Generally cash dividends are a good choice for the ones who prefer stable income over their investment time horizon, or who rely mainly on this source of income, or maybe a retiree who need to cover his/her daily expenses from this cash distributions.
On the other hand, long-term investors are more concerned about future prospects of the company and capital gains, rather than current income in form of dividends. So buybacks will be more desirable for them.
However, the preference between these two is not so clear. A lot of other important factors have to be taken into consideration, such as tax considerations, which is discussed next.

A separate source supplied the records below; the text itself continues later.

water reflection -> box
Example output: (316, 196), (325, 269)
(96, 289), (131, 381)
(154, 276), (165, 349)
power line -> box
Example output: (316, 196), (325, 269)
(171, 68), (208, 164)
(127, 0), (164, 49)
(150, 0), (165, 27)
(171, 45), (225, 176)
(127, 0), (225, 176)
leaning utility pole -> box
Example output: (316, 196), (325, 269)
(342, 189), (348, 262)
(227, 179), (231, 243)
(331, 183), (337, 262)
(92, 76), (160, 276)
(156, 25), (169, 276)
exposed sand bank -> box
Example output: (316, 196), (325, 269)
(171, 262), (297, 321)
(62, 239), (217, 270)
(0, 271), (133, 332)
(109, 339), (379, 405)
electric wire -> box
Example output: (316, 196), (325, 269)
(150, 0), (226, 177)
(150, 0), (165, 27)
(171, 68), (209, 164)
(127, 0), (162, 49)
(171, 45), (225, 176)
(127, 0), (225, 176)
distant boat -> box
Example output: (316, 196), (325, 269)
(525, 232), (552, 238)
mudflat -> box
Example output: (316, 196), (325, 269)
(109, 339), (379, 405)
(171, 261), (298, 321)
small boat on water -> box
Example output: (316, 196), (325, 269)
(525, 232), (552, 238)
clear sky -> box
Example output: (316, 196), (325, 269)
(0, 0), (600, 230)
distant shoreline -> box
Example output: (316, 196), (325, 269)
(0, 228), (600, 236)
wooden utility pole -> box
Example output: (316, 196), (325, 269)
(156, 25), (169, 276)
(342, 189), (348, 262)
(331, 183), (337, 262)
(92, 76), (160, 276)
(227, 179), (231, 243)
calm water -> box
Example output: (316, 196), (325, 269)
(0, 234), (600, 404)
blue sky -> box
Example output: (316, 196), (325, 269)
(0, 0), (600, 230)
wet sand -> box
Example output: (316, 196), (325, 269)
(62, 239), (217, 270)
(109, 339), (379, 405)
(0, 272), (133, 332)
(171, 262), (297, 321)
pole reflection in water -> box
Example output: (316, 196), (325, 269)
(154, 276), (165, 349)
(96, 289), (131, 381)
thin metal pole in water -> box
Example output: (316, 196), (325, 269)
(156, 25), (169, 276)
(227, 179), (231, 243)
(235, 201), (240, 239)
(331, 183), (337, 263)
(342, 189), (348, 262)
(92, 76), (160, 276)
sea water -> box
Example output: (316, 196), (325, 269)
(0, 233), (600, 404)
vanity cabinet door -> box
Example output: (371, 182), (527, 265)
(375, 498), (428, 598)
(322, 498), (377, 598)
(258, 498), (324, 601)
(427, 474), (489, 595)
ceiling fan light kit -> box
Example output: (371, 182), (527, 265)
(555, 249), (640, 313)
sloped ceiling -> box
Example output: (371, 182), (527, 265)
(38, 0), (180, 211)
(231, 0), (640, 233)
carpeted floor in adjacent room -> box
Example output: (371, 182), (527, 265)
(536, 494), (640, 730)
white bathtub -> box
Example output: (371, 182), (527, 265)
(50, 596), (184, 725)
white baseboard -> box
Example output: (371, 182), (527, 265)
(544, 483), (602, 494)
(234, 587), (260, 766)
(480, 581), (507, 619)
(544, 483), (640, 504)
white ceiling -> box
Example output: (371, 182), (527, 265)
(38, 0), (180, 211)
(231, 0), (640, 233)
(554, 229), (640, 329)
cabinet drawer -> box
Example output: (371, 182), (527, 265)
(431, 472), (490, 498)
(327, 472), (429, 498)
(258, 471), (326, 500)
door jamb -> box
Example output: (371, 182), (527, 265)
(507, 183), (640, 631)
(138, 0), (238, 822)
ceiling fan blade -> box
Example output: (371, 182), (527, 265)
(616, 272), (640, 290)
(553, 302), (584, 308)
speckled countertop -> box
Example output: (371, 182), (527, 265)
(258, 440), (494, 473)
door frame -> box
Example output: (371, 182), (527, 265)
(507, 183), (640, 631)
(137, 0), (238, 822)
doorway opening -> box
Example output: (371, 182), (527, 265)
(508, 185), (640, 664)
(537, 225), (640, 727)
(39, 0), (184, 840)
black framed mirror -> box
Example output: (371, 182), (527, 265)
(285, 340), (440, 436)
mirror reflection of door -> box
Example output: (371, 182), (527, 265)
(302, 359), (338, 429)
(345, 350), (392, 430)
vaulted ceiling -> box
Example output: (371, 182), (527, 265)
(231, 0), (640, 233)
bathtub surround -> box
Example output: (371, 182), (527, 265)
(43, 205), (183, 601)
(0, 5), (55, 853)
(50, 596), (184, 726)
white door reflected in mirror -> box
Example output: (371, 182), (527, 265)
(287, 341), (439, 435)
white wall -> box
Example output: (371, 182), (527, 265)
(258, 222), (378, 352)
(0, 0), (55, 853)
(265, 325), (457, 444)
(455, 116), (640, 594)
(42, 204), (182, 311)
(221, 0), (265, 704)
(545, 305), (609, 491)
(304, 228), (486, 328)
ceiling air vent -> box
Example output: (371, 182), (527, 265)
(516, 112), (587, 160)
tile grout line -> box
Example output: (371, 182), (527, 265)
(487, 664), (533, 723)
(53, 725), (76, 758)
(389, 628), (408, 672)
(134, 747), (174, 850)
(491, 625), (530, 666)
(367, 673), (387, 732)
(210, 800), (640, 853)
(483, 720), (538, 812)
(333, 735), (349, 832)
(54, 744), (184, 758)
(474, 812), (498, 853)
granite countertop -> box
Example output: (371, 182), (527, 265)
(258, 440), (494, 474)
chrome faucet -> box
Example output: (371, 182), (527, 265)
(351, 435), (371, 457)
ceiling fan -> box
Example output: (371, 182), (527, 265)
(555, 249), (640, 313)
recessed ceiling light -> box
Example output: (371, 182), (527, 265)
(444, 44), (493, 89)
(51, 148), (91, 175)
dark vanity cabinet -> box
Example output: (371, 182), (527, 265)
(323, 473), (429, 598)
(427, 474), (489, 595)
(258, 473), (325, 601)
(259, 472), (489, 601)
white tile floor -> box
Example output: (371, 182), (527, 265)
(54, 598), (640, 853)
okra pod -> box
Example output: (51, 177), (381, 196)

From tax perspective, the major difference between dividends and buybacks is that the former is taxed in the current period, while the latter on a future date when the shares are sold. In case of buybacks, one has to consider the taxes on long-term capital gains, which are taxes on holding a stock that is appreciating in value over time. But, generally capital gains are subject to lower taxes in comparison to dividends.
Another important aspect between these alternatives is the difference between relative certainty and continuance of dividends and buybacks. Dividends are regular payments and are seldom cancelled or reduced by the companies, as this kind of decisions adversely affect the stock price. So companies resort to cutting or eliminating dividends only in critical times.
The situation is different with buyback. The company has no obligation to implement the buyback program as initially reported. It can change both the timing and the amount. There is no certainty about the buybacks, while with dividend the investor has significant guarantees that he/she will receive a predetermined income over some time horizon.
Dividends and buybacks may convey important information about the company. The decision to initiate, cancel, increase or decrease dividends or start a buyback program may have a huge impact on investors’ behavior and significantly affect the stock price.
Theoretically, the management initiates a buyback program when it thinks the shares are undervalued. So this can be interpreted as a positive sign for investors.
Moreover, with the reduction of outstanding shares, some metrics such as EPS, P/E ratio, ROA will be improved, which in turn can drive the share prices higher.
Conversely, buybacks can indicate the lack of profitable investment opportunities for the company and send a negative signal to long-term investors.